Developing and maintaining a strong online presence to engage readers employs the same skills you use as a therapist: the ability to foster trust, build rapport, and serve your community.
The internet allows you to expand your therapy outreach in a way that exceeds the bounds of what you could do from a traditional office setting. Here are some specific points to consider when building an online presence.
Your Therapy Skills in Practice
Some clinical counselors new to social media aren’t always confident about how to approach the task of building an online presence and effectively building a social media following, but you already have many of the skills you need. Your training has taught you to help others feel comfortable, address their specific concerns, and provide professional insight to respond to their needs. Building your online presence is simply translating those therapy skills to a larger venue.
Don’t be scared or overwhelmed by the technology side of things; by starting small, asking questions, and perhaps even learning a bit through trial-and-error, you will gain the experience you need to create a thriving online presence.
Content Creation vs. Content Curation
We’ve talked about the importance of creating quality content to frequently post to your blog and social media platforms. But just as important is curating material that already exists; that is researching, finding, and presenting content that is relevant to your current focus or professional study. Your goal is to connecting with both the general public and other professionals in the field in an effort to serve, educate, and inspire.
Some may wonder how much original content they should produce, and how much existing material they should repurpose. I generally try to obey the 40/ 60 rule; about 40% of the media I share through my social platforms is my own, where 60% is material I’ve found that I feel could best serve my community of clients.

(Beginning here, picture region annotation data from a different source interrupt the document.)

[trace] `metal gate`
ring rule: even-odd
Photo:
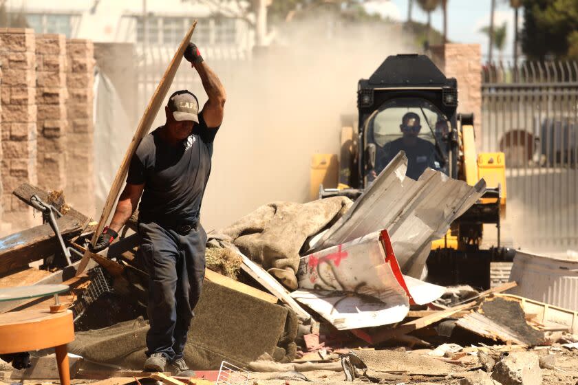
[[[483,151],[503,151],[513,245],[578,250],[578,65],[482,70]]]

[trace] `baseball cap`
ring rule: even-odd
[[[182,89],[173,93],[169,98],[168,106],[175,120],[199,122],[199,101],[191,91]]]

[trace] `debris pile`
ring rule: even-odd
[[[329,370],[376,382],[528,384],[540,383],[544,371],[564,372],[548,353],[576,346],[576,312],[504,294],[514,282],[480,292],[420,279],[432,239],[484,185],[433,170],[408,179],[407,163],[396,157],[354,203],[276,202],[209,233],[184,351],[189,366],[216,371],[226,361],[264,376]],[[149,277],[134,223],[107,255],[87,252],[87,273],[74,276],[94,223],[61,194],[25,184],[14,195],[44,223],[0,240],[0,288],[69,285],[61,297],[74,314],[73,377],[142,378],[134,371],[145,358]],[[0,312],[51,300],[0,302]],[[50,353],[32,352],[32,368],[52,362]],[[38,378],[33,371],[15,370],[12,378]],[[49,372],[45,379],[56,375]]]

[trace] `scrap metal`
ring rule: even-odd
[[[427,168],[415,181],[405,176],[407,158],[400,151],[351,208],[310,252],[351,241],[387,229],[402,272],[420,278],[431,241],[483,195],[483,179],[475,186]]]

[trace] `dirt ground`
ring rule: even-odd
[[[427,351],[414,351],[410,354],[421,355]],[[576,385],[578,384],[578,350],[569,351],[565,348],[550,346],[533,349],[533,351],[539,356],[548,354],[555,355],[555,362],[553,368],[542,368],[542,384],[544,385]],[[428,375],[416,375],[407,371],[407,373],[400,373],[403,371],[398,371],[396,373],[386,373],[387,368],[383,372],[380,372],[378,380],[375,382],[379,384],[448,384],[456,385],[460,384],[461,379],[471,376],[477,370],[481,370],[481,367],[477,363],[477,358],[470,355],[462,360],[464,364],[454,364],[456,372],[443,375],[436,375],[434,373]],[[407,368],[411,369],[411,368]],[[378,370],[379,368],[376,368]],[[397,370],[397,369],[396,369]],[[14,384],[21,382],[25,385],[36,385],[40,384],[58,384],[57,380],[10,380],[10,371],[0,371],[0,385],[3,384]],[[309,380],[309,381],[308,381]],[[109,378],[105,380],[73,380],[74,384],[92,384],[92,385],[125,385],[133,382],[133,378]],[[142,381],[142,385],[145,385]],[[248,385],[294,385],[308,383],[315,383],[323,385],[346,385],[351,384],[345,381],[345,375],[341,371],[311,371],[303,373],[297,372],[273,372],[273,373],[251,373]],[[356,379],[355,383],[370,383],[364,378]],[[496,382],[497,384],[498,383]]]

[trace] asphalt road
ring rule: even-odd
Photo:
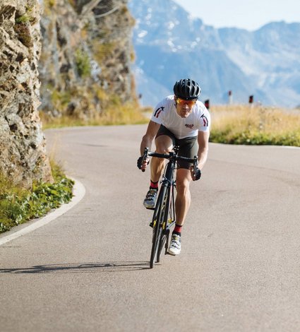
[[[149,269],[145,129],[47,131],[86,194],[0,247],[1,332],[300,331],[300,149],[210,144],[181,254]]]

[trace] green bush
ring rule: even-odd
[[[52,173],[54,183],[35,183],[31,191],[8,187],[7,180],[0,178],[0,232],[40,218],[71,200],[74,182],[57,165],[52,165]]]

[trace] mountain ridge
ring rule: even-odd
[[[128,7],[136,21],[134,71],[143,105],[155,106],[162,92],[172,93],[174,81],[187,76],[199,81],[201,99],[212,103],[226,103],[232,90],[236,103],[253,95],[267,105],[299,104],[300,23],[215,28],[172,0],[131,0]]]

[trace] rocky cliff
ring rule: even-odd
[[[90,119],[136,100],[133,24],[126,0],[1,0],[0,172],[52,181],[38,107]]]
[[[1,0],[0,172],[26,187],[52,179],[37,111],[40,18],[36,0]]]
[[[135,98],[126,0],[44,0],[40,109],[92,118]]]

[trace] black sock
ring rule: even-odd
[[[150,186],[149,189],[158,190],[158,181],[157,182],[153,182],[153,181],[150,180]]]
[[[172,234],[181,236],[181,227],[182,225],[175,224],[175,228],[174,229]]]

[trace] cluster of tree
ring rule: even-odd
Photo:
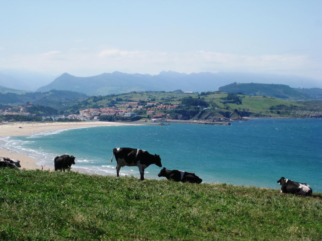
[[[224,100],[227,100],[228,101],[223,102],[224,104],[227,103],[234,103],[235,104],[241,104],[242,100],[236,94],[232,93],[229,93],[227,97],[225,98],[223,98]]]
[[[58,113],[58,111],[54,108],[43,105],[34,105],[28,107],[27,111],[36,116],[55,115]]]
[[[19,115],[0,115],[0,120],[6,121],[42,121],[43,118],[38,116],[27,116]]]
[[[100,121],[135,121],[141,119],[140,116],[128,117],[119,115],[101,115],[99,117]]]
[[[198,106],[207,107],[209,106],[208,102],[202,99],[193,98],[191,96],[183,98],[181,101],[181,104],[188,106]]]
[[[202,92],[200,93],[200,95],[206,95],[207,94],[212,94],[213,92],[211,92],[211,91],[207,91],[206,92]]]

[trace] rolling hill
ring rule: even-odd
[[[133,91],[171,91],[178,89],[201,92],[217,90],[221,86],[235,81],[244,83],[283,83],[292,84],[292,86],[297,87],[318,87],[310,79],[272,75],[209,72],[187,74],[163,71],[158,75],[151,75],[116,71],[86,77],[77,77],[64,73],[37,91],[48,91],[52,89],[70,90],[91,95],[118,94]]]
[[[0,93],[0,103],[16,105],[24,104],[28,102],[35,105],[48,106],[61,110],[89,97],[82,93],[56,90],[45,92],[30,92],[21,94]]]
[[[24,94],[27,92],[32,92],[26,90],[16,90],[15,89],[12,89],[10,88],[7,88],[0,85],[0,93],[5,94],[6,93],[15,93],[16,94]]]
[[[292,100],[322,99],[322,89],[291,88],[285,85],[234,82],[220,87],[223,92],[249,95],[266,96]]]

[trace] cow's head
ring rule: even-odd
[[[279,180],[277,181],[277,183],[279,183],[279,185],[283,185],[285,183],[285,178],[284,177],[281,177]]]
[[[21,167],[21,166],[20,165],[20,161],[19,161],[18,160],[16,160],[16,163],[17,163],[18,164],[18,167]]]
[[[160,176],[166,176],[166,168],[164,167],[161,169],[160,173],[158,174],[158,176],[160,177]]]
[[[159,155],[156,154],[154,154],[154,164],[158,166],[161,167],[162,167],[162,164],[161,164],[161,158]]]
[[[72,164],[75,165],[75,157],[73,156],[71,156],[71,162]]]

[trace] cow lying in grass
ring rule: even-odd
[[[278,183],[282,186],[281,192],[304,196],[312,196],[312,189],[306,183],[301,183],[293,182],[282,177],[277,181]]]
[[[158,176],[164,176],[168,179],[176,182],[186,182],[191,183],[201,183],[202,179],[199,178],[194,173],[184,172],[179,170],[167,170],[164,167],[158,174]]]

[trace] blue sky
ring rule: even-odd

“Why am I not getting new clients?”
I have talked to therapists who wonder why they haven’t seen a significant growth in their practice after they began to devote time to their online presence. But social media is a long-term strategy, and the results are usually not immediate. You need to build a collection of quality articles, podcasts, media contributions, etc. that prove you serve as a reliable resource in the field. It won’t happen overnight, but if you consistently create and curate quality material, you will be able to better serve your community, establish yourself as a trusted professional, educate the public about relevant topics pertaining to mental health, and also grow your business in order to meet your own needs. So keep plugging away; you’ll get there!